"Mam nadzieję, że projekt wróci pod obrady komisji"
- Zgodnie z procedurą sejmową, projekt będzie głosowany na plenarnym posiedzeniu Sejmu i mam nadzieję, że ponownie będzie mógł wrócić pod obrady komisji. Z tego, co stało się podczas obrad komisji, zachowania niektórych posłów, będziemy musieli wyciągnąć wnioski. Jak to mówią, do trzech razy sztuka, a za trzecim razem wychodzi ta nauka. Będziemy musieli wyciągnąć wnioski i podjąć działania jeszcze w tym tygodniu - powiedział na antenie Polskiego Radia 24 Krzysztof Sobolewski.
Poseł Prawa i Sprawiedliwości odniósł się w ten sposób do tego, że Anna Maria Siarkowska jako jedyna z Solidarnej Polski zagłosowała za odrzuceniem wniosku.
Jakie konsekwencje zostaną wyciągnięte?
Jak dodał Krzysztof Sobolewski to, jakie konsekwencje zostaną wyciągnięte w stosunku do poseł Anny Marii Siarkowskiej, która zagłosowała za odrzuceniem projektu, nie należą do jego kompetencji i będzie to decyzja władz klubu.
- To będą decyzje władz klubu, to już nie moje kompetencje.
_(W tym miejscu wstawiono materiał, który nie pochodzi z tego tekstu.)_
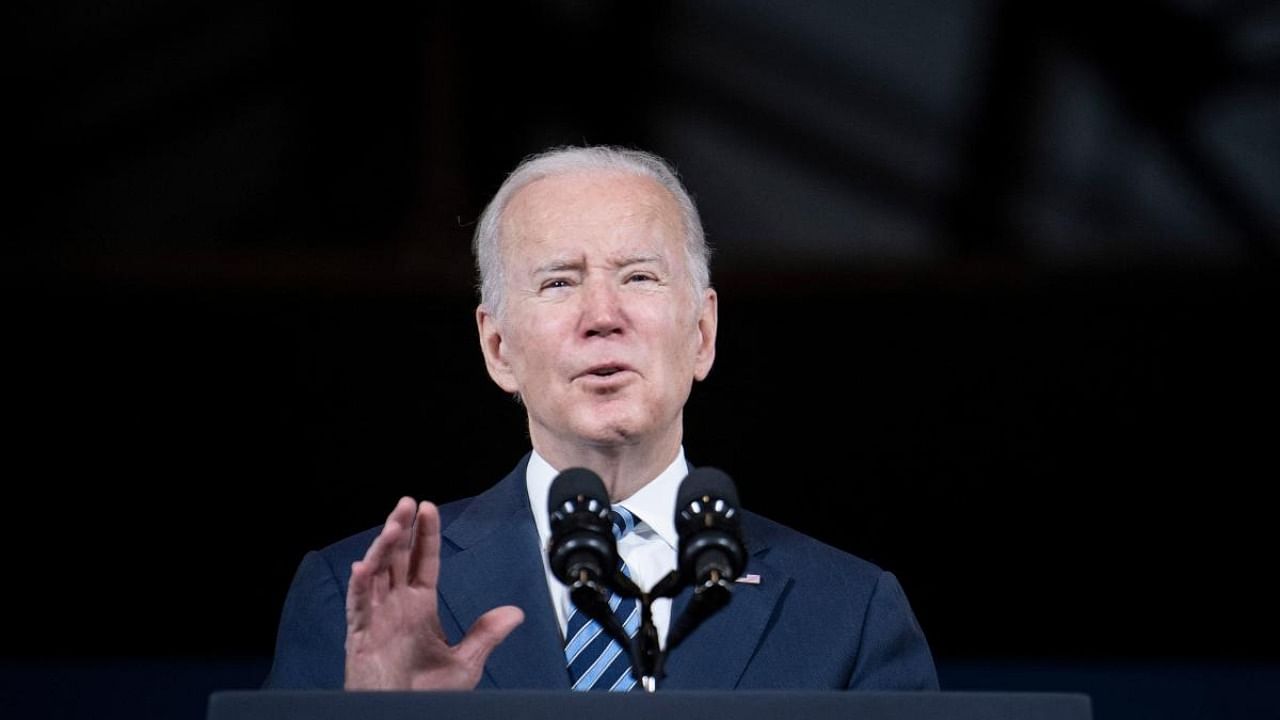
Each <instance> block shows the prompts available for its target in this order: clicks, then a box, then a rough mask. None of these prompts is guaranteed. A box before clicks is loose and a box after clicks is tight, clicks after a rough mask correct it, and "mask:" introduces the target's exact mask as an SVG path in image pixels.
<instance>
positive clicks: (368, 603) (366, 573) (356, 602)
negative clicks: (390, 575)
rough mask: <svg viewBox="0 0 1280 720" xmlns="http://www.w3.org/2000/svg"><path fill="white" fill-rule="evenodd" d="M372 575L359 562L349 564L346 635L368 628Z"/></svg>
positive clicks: (370, 609)
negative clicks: (346, 630) (349, 564)
mask: <svg viewBox="0 0 1280 720" xmlns="http://www.w3.org/2000/svg"><path fill="white" fill-rule="evenodd" d="M371 577H372V573H370V570H369V565H366V564H365V562H361V561H358V560H357V561H356V562H352V564H351V582H349V583H347V634H348V635H349V634H351V633H356V632H361V630H364V629H365V628H366V626H369V618H370V616H371V615H372V611H371V603H372V597H371V593H372V583H371V582H370V578H371Z"/></svg>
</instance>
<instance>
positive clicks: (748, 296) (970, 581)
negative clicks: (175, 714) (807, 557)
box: [0, 0, 1280, 717]
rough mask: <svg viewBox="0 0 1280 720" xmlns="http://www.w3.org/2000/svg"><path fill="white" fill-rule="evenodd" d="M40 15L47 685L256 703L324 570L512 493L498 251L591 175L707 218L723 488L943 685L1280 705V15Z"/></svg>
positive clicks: (45, 560) (35, 702) (417, 13)
mask: <svg viewBox="0 0 1280 720" xmlns="http://www.w3.org/2000/svg"><path fill="white" fill-rule="evenodd" d="M1032 5H1034V6H1032ZM8 13H9V14H13V15H14V18H13V19H15V20H17V22H15V23H6V24H10V27H14V28H15V29H18V42H17V44H14V45H13V46H12V47H10V53H12V55H13V58H12V60H10V61H6V63H5V85H6V86H8V87H9V88H10V99H9V102H8V105H9V110H8V113H6V114H8V119H6V124H8V126H9V127H10V131H9V132H8V133H6V135H8V143H6V145H8V146H9V147H8V151H6V156H8V158H9V159H8V160H6V163H5V165H8V168H6V170H5V172H6V174H8V176H9V177H10V183H9V186H10V190H9V192H8V193H6V195H5V205H8V206H9V209H8V210H6V211H5V213H4V231H3V232H4V236H5V242H4V243H3V250H0V297H3V304H4V307H5V313H4V315H3V316H4V318H5V322H4V337H5V342H4V347H5V350H4V355H3V356H4V364H3V369H4V377H5V384H4V407H5V410H6V411H5V415H6V416H8V423H6V425H8V428H6V430H5V433H4V459H5V461H4V465H3V468H4V470H3V474H4V477H6V479H8V482H6V483H5V486H6V488H8V492H6V496H8V498H9V501H8V503H6V506H8V512H6V515H10V516H12V518H10V520H9V521H8V523H6V534H8V536H10V537H9V539H8V547H9V551H10V556H12V559H13V560H12V561H10V564H9V573H8V575H9V582H8V583H6V589H5V592H4V596H5V598H4V607H3V610H4V612H5V616H6V618H8V619H9V625H10V626H9V629H8V633H6V637H5V641H4V643H3V646H0V653H3V657H4V666H5V667H6V669H8V673H9V674H8V676H9V679H10V682H12V684H13V688H22V689H26V691H31V689H32V688H37V691H40V692H45V691H47V693H49V694H51V696H59V697H63V693H61V692H60V688H64V685H68V684H77V683H78V684H81V687H88V685H83V683H90V684H91V685H92V684H93V683H97V685H93V687H100V688H105V687H110V688H113V692H115V693H118V694H120V696H122V697H124V696H129V700H132V701H133V702H138V701H137V697H138V696H137V694H133V693H129V692H128V691H123V689H120V688H128V687H131V685H129V683H136V684H140V685H146V687H152V685H157V684H159V685H165V687H169V688H170V689H172V688H174V687H177V688H178V689H174V691H173V693H174V697H178V696H180V693H182V692H183V689H182V688H186V687H187V685H191V687H195V688H197V689H200V688H205V687H206V685H207V688H216V687H248V685H251V684H256V683H257V682H260V679H261V674H262V673H265V669H266V665H265V662H266V659H268V657H269V656H270V653H271V650H273V643H274V629H275V620H276V616H278V611H279V607H280V602H282V600H283V597H284V592H285V589H287V587H288V582H289V578H291V575H292V571H293V569H294V568H296V565H297V562H298V560H300V559H301V556H302V553H303V552H305V551H307V550H310V548H315V547H321V546H324V544H328V543H329V542H333V541H335V539H339V538H342V537H344V536H346V534H349V533H352V532H356V530H361V529H365V528H367V527H371V525H375V524H378V523H379V521H381V519H383V518H384V516H385V514H387V512H388V511H389V510H390V507H392V506H393V505H394V501H396V498H398V497H399V496H402V495H413V496H415V497H420V498H430V500H435V501H448V500H453V498H457V497H462V496H466V495H471V493H475V492H477V491H480V489H483V488H485V487H486V486H488V484H490V483H492V482H494V480H495V479H498V478H499V477H502V474H504V473H506V471H507V470H509V469H511V466H512V465H513V464H515V462H516V460H517V459H518V457H520V455H521V454H522V452H524V451H525V450H526V447H527V438H526V436H525V429H524V418H522V413H521V410H520V407H518V406H516V405H515V404H513V402H512V401H511V400H508V398H507V397H504V396H503V395H502V393H500V391H498V388H497V387H495V386H493V384H492V383H490V382H489V379H488V377H486V375H485V372H484V366H483V361H481V357H480V352H479V347H477V343H476V340H475V329H474V319H472V309H474V304H475V296H474V291H472V283H474V277H472V266H471V258H470V246H468V243H470V236H471V232H472V229H474V222H475V219H476V217H477V215H479V213H480V210H481V209H483V206H484V204H485V202H486V201H488V199H489V196H490V195H492V193H493V191H494V190H497V187H498V184H499V183H500V181H502V178H503V177H504V174H506V173H507V172H509V170H511V169H512V168H513V167H515V164H516V163H517V161H518V160H520V158H522V156H524V155H526V154H529V152H534V151H538V150H543V149H545V147H548V146H553V145H561V143H584V142H590V143H622V145H630V146H639V147H644V149H649V150H653V151H655V152H659V154H662V155H664V156H666V158H668V159H669V160H671V161H672V163H673V164H675V165H676V167H677V169H678V170H680V172H681V174H682V176H684V178H685V181H686V183H687V184H689V188H690V191H691V192H692V195H694V196H695V199H696V200H698V202H699V205H700V208H701V211H703V219H704V224H705V225H707V229H708V237H709V241H710V242H712V246H713V249H714V259H713V264H712V270H713V282H714V283H716V286H717V287H718V288H719V292H721V342H719V354H718V360H717V364H716V369H714V372H713V373H712V375H710V378H709V379H708V380H707V382H705V383H703V384H701V386H699V387H698V388H695V392H694V397H692V400H691V402H690V406H689V407H687V411H686V451H687V454H689V456H690V459H691V460H692V461H694V462H698V464H704V465H717V466H721V468H723V469H724V470H727V471H728V473H730V474H731V475H733V477H735V479H736V480H737V483H739V486H740V493H741V496H742V498H744V502H745V503H746V505H748V506H750V507H754V509H756V510H759V511H763V512H764V514H767V515H771V516H773V518H774V519H778V520H781V521H785V523H787V524H791V525H794V527H797V528H800V529H803V530H805V532H809V533H812V534H814V536H817V537H819V538H822V539H824V541H827V542H829V543H832V544H836V546H838V547H842V548H845V550H847V551H850V552H854V553H858V555H861V556H864V557H867V559H870V560H873V561H876V562H878V564H881V565H882V566H884V568H887V569H890V570H892V571H895V573H896V574H897V575H899V577H900V579H901V580H902V583H904V585H905V587H906V591H908V594H909V597H910V598H911V601H913V605H914V607H915V610H916V614H918V616H919V619H920V621H922V624H923V626H924V630H925V633H927V635H928V637H929V641H931V643H932V646H933V648H934V652H936V655H937V657H938V660H940V667H941V670H942V678H943V685H945V687H951V688H956V689H960V688H964V687H989V688H1015V687H1027V688H1030V689H1053V688H1066V689H1082V688H1083V689H1096V691H1097V692H1096V696H1094V697H1096V698H1097V697H1102V696H1105V693H1106V692H1107V691H1102V689H1097V688H1102V684H1103V683H1107V682H1111V683H1115V684H1119V680H1117V679H1120V678H1126V676H1128V675H1124V673H1134V671H1139V673H1140V671H1142V670H1133V669H1134V667H1139V669H1140V667H1147V669H1149V667H1181V669H1187V667H1190V669H1192V670H1189V675H1188V676H1194V678H1203V676H1206V675H1204V673H1206V670H1204V669H1207V667H1208V669H1212V673H1217V674H1219V675H1221V676H1222V678H1230V682H1231V683H1243V685H1242V687H1252V685H1249V680H1247V679H1244V680H1242V679H1240V678H1248V676H1251V675H1249V673H1258V671H1265V673H1271V674H1270V675H1267V678H1271V679H1274V678H1275V676H1276V667H1277V664H1280V651H1277V650H1276V648H1277V646H1280V623H1277V621H1276V618H1275V609H1276V607H1277V606H1280V597H1277V594H1280V593H1276V591H1274V589H1271V588H1270V587H1268V585H1270V584H1271V582H1270V579H1271V578H1270V577H1271V575H1274V568H1275V560H1274V557H1272V551H1274V548H1275V546H1276V542H1275V539H1274V538H1275V530H1274V520H1272V518H1274V515H1275V512H1274V507H1275V505H1274V501H1271V500H1270V495H1271V493H1270V492H1268V491H1270V489H1271V488H1270V487H1268V486H1271V484H1274V482H1275V478H1276V477H1277V474H1276V462H1275V454H1276V437H1277V418H1276V407H1277V400H1280V393H1277V384H1280V383H1277V379H1276V373H1277V370H1276V369H1277V360H1280V352H1277V351H1276V350H1275V347H1274V345H1275V342H1274V337H1275V334H1276V322H1275V319H1274V318H1275V310H1274V307H1275V306H1276V300H1277V291H1276V279H1277V272H1276V270H1277V264H1276V255H1277V251H1280V240H1277V238H1280V6H1277V5H1276V4H1275V3H1248V1H1239V3H1225V4H1206V3H1193V1H1175V0H1165V1H1142V3H1128V4H1115V3H1106V4H1103V3H1089V1H1085V3H1053V1H1051V3H1042V4H1027V3H1014V1H995V0H992V1H966V3H952V1H942V0H914V1H908V3H887V1H886V3H879V1H872V3H868V1H852V3H850V1H826V3H801V4H773V3H763V1H760V3H756V1H739V3H722V1H705V3H652V4H631V3H621V1H613V3H611V1H605V3H579V1H568V0H561V1H541V3H516V4H509V5H500V6H499V5H489V4H431V5H424V6H416V5H410V4H402V5H387V6H370V8H358V9H357V8H343V9H325V8H319V6H312V5H311V4H303V3H284V1H275V3H239V4H237V3H218V4H214V3H188V4H178V5H174V4H169V3H132V4H97V3H82V4H77V3H68V1H63V3H56V4H42V5H40V6H32V8H22V6H19V8H18V9H10V10H8ZM1037 666H1055V667H1057V666H1070V667H1089V669H1092V670H1091V673H1097V676H1094V675H1089V678H1092V679H1084V680H1079V682H1076V684H1071V683H1073V682H1074V680H1073V682H1066V680H1062V679H1060V678H1059V679H1043V678H1041V679H1036V678H1032V679H1027V678H1025V676H1018V675H1014V674H1010V673H1005V674H1001V671H998V670H991V669H992V667H997V669H998V667H1004V669H1005V670H1007V669H1009V667H1019V669H1023V670H1025V669H1027V667H1037ZM175 667H178V669H179V670H175ZM974 667H979V669H982V671H973V669H974ZM1098 667H1120V670H1116V671H1115V673H1111V674H1110V675H1108V674H1107V673H1106V671H1098V670H1097V669H1098ZM1224 667H1226V669H1233V667H1245V669H1249V670H1248V671H1244V674H1243V675H1242V674H1239V673H1235V671H1234V670H1228V671H1224V670H1222V669H1224ZM182 669H184V670H182ZM1260 669H1261V670H1260ZM988 670H989V671H988ZM122 673H123V675H120V674H122ZM175 674H177V675H175ZM179 675H180V676H182V678H186V680H174V679H173V678H174V676H179ZM1219 675H1215V676H1219ZM120 676H125V678H127V680H123V682H122V680H119V678H120ZM161 676H169V680H164V682H159V680H157V678H161ZM68 678H73V680H68ZM192 678H196V679H195V680H192ZM952 679H954V680H952ZM948 680H952V682H950V683H948ZM183 683H186V685H183ZM201 683H205V685H201ZM1089 683H1094V684H1093V685H1091V684H1089ZM1130 687H1132V685H1130ZM1234 687H1235V685H1233V688H1234ZM40 692H36V693H35V694H32V696H31V697H37V696H40ZM86 692H87V691H86ZM201 692H204V691H201ZM1213 692H1219V691H1212V692H1210V693H1208V694H1212V693H1213ZM1222 692H1225V691H1222ZM1231 692H1234V689H1233V691H1231ZM73 694H74V693H73ZM1119 694H1120V693H1117V697H1119ZM40 697H45V696H40ZM142 697H151V696H147V694H146V693H145V692H143V693H142ZM183 697H186V696H183ZM191 697H196V702H195V703H193V705H191V702H189V698H187V700H182V701H172V702H170V701H160V700H154V698H152V700H154V702H156V703H159V705H156V706H155V707H165V708H170V707H180V708H182V711H186V710H187V708H188V705H189V706H191V707H196V708H197V712H198V706H200V703H201V702H202V694H200V693H198V692H197V693H195V694H192V696H191ZM1125 697H1128V696H1125ZM64 700H65V698H64ZM129 700H122V702H123V703H124V705H122V707H124V706H127V705H128V701H129ZM1112 700H1114V698H1112ZM41 702H42V701H41ZM165 702H169V705H165ZM1096 702H1097V701H1096ZM183 703H188V705H183ZM37 705H38V702H32V703H31V707H36V706H37ZM1140 707H1148V710H1149V706H1140ZM1096 710H1097V711H1098V716H1100V717H1105V716H1106V711H1107V706H1106V705H1105V703H1098V705H1096ZM1179 710H1183V711H1187V710H1188V708H1187V707H1184V706H1183V707H1179ZM1192 710H1196V708H1192ZM1198 711H1202V712H1206V714H1211V712H1210V711H1208V710H1203V708H1201V710H1198ZM68 712H69V711H68ZM97 712H102V708H101V707H99V708H97ZM122 712H124V711H123V710H122ZM1116 716H1119V715H1116ZM1165 716H1167V715H1165ZM1187 716H1196V715H1192V714H1189V712H1188V715H1187ZM1206 716H1208V715H1206Z"/></svg>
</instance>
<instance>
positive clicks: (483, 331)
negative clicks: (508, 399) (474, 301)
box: [476, 305, 520, 393]
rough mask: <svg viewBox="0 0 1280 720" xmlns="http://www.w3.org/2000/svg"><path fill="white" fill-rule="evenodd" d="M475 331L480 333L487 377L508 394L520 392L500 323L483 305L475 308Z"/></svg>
mask: <svg viewBox="0 0 1280 720" xmlns="http://www.w3.org/2000/svg"><path fill="white" fill-rule="evenodd" d="M476 331H479V333H480V352H483V354H484V365H485V369H488V370H489V377H490V378H493V382H495V383H498V387H500V388H502V389H504V391H507V392H509V393H516V392H520V383H517V382H516V374H515V373H512V370H511V363H509V361H508V360H507V355H506V350H507V346H506V345H504V337H503V333H502V323H499V322H498V318H497V315H494V314H493V313H489V310H488V309H485V306H484V305H480V306H477V307H476Z"/></svg>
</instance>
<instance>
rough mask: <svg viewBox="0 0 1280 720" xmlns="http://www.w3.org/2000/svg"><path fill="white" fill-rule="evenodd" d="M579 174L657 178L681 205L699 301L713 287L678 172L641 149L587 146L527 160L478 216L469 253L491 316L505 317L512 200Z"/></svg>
mask: <svg viewBox="0 0 1280 720" xmlns="http://www.w3.org/2000/svg"><path fill="white" fill-rule="evenodd" d="M581 170H618V172H623V173H631V174H635V176H641V177H646V178H653V179H654V181H657V182H658V183H659V184H662V186H663V187H664V188H667V191H668V192H671V195H672V197H673V199H675V200H676V204H677V205H678V206H680V215H681V224H682V225H684V231H685V263H686V265H687V266H689V274H690V277H691V278H692V283H694V291H695V295H696V296H700V295H701V293H703V292H704V291H705V290H707V288H708V287H710V270H709V269H708V260H709V256H710V250H708V247H707V237H705V234H704V233H703V222H701V219H699V217H698V208H696V206H694V201H692V199H691V197H690V196H689V191H686V190H685V186H684V183H681V182H680V178H678V177H677V176H676V170H673V169H672V168H671V165H668V164H667V161H666V160H663V159H662V158H659V156H657V155H653V154H652V152H644V151H641V150H631V149H627V147H613V146H607V145H595V146H589V147H572V146H568V147H556V149H552V150H548V151H545V152H539V154H538V155H530V156H529V158H525V159H524V160H522V161H521V163H520V165H517V167H516V169H515V170H512V172H511V174H509V176H507V179H506V181H503V183H502V187H499V188H498V192H497V193H494V196H493V200H490V201H489V205H488V206H486V208H485V209H484V214H481V215H480V223H479V224H477V225H476V233H475V237H474V238H472V243H471V249H472V251H474V252H475V258H476V269H477V270H479V273H480V304H481V305H484V306H485V307H486V309H488V310H489V311H492V313H495V314H498V315H502V311H503V304H504V302H506V284H504V283H506V278H504V277H503V272H504V269H503V263H502V237H500V233H502V215H503V213H506V210H507V205H508V204H509V202H511V199H512V197H513V196H515V195H516V192H518V191H520V190H521V188H524V187H525V186H527V184H530V183H532V182H535V181H539V179H543V178H547V177H552V176H559V174H566V173H572V172H581Z"/></svg>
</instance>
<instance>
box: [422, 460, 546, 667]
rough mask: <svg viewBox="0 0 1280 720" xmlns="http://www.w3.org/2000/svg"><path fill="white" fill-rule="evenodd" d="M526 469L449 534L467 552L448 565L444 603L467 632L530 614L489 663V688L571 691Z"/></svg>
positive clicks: (465, 512) (514, 472)
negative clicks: (539, 536) (549, 591)
mask: <svg viewBox="0 0 1280 720" xmlns="http://www.w3.org/2000/svg"><path fill="white" fill-rule="evenodd" d="M526 462H527V456H526V460H525V461H522V462H521V464H520V465H518V466H517V468H516V470H513V471H512V473H511V474H509V475H507V478H506V479H503V480H502V482H500V483H498V484H497V486H494V487H493V488H490V489H489V491H486V492H484V493H481V495H479V496H476V498H475V500H474V501H471V503H470V505H468V506H467V509H466V510H463V512H462V515H460V516H458V518H457V520H454V521H453V523H451V524H449V527H448V528H447V529H445V530H444V538H445V541H447V542H449V543H452V544H454V546H456V547H458V548H460V550H458V551H457V552H456V553H453V555H451V556H448V557H444V559H442V561H440V600H442V602H443V605H444V606H445V607H447V609H448V611H449V612H452V615H453V618H454V619H456V620H457V623H458V626H460V628H461V632H463V633H465V632H466V630H467V629H468V628H471V624H472V623H475V621H476V619H477V618H480V615H483V614H485V612H488V611H489V610H492V609H494V607H498V606H500V605H515V606H517V607H520V609H521V610H524V611H525V621H524V623H522V624H521V625H520V626H518V628H516V629H515V630H513V632H512V633H511V635H509V637H508V638H507V639H506V641H503V643H502V644H499V646H498V647H497V648H495V650H494V651H493V655H490V656H489V661H488V662H486V664H485V679H483V680H481V687H484V685H488V684H492V685H493V687H497V688H543V689H559V688H568V673H567V671H566V669H564V655H563V641H562V639H561V632H559V625H558V623H557V621H556V610H554V609H553V607H552V601H550V594H549V593H548V589H547V575H545V571H544V569H543V560H541V548H540V547H539V542H538V528H536V525H534V516H532V514H531V511H530V509H529V493H527V491H526V489H525V466H526Z"/></svg>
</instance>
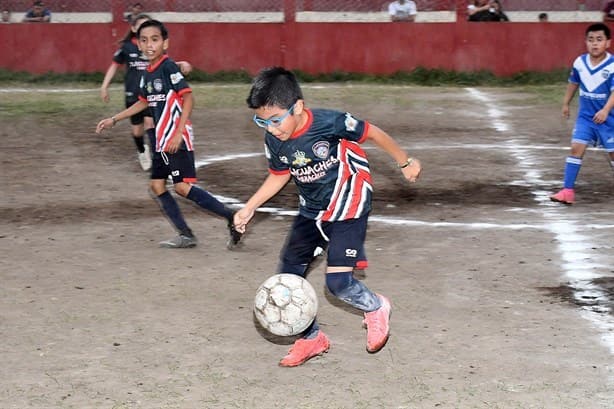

Ten projekt jest dla nas bardzo istotny i mówiliśmy o tym już od długiego czasu. Chcielibyśmy, aby ten projekt został przyjęty na obradach Sejmu, później trafił do Senatu. To, że opozycja głosowała tak, jak głosowała, czyli za odrzuceniem wniosku, wcale nas nie dziwi. Mają swoje obawy. Komisja ma być komisją weryfikacyjną dla tego, co działo się wokół polskiej polityki związanej z bezpieczeństwem energetycznym w latach 2007-2022, a skutki tego, co działo się wokół tej polityki, odczuwamy do dnia dzisiejszego wspominając słynną umowę gazowa podpisaną przez rząd Tuska, a to tylko wierzchołek góry lodowej - podkreślił poseł Prawa i Sprawiedliwości.
"Konsekwencje działań rządu PO-PSL są odczuwalne do dziś"
Krzysztof Sobolewski zaznaczył, że Polska do dziś mierzy się z konsekwencjami decyzji i działań podejmowanych przez rząd PO-PSL. Jak podkreślił, agresja Rosji na Ukrainę dodatkowo spotęgowała wszystkie konsekwencje.
- Prawdopodobnie wszystkie wątki wyjdą przy okazji. Z konsekwencjami decyzji podejmowanych w latach 2007-2015 mierzymy się do dnia dzisiejszego. Konsekwencje tych decyzji zostały dodatkowo spotęgowane sytuacją, jaka od 24 lutego toczy się za naszą wschodnią granicą, czyli agresji Rosji na Ukrainę i jej wpływem na sytuację gospodarczo-ekonomiczną w Polsce, Europie i na świecie - dodał.
- Chciałbym dodać, że w skład tej komisji będą mogły zostać powołane osoby niebędące parlamentarzystami, głównie eksperci. Obszar i zakres jest bardzo duży. To, że niektóre sprawy nie zostały wyjaśnione przekłada się na pewne decyzje i działania - zaznaczył Krzysztof Sobolewski.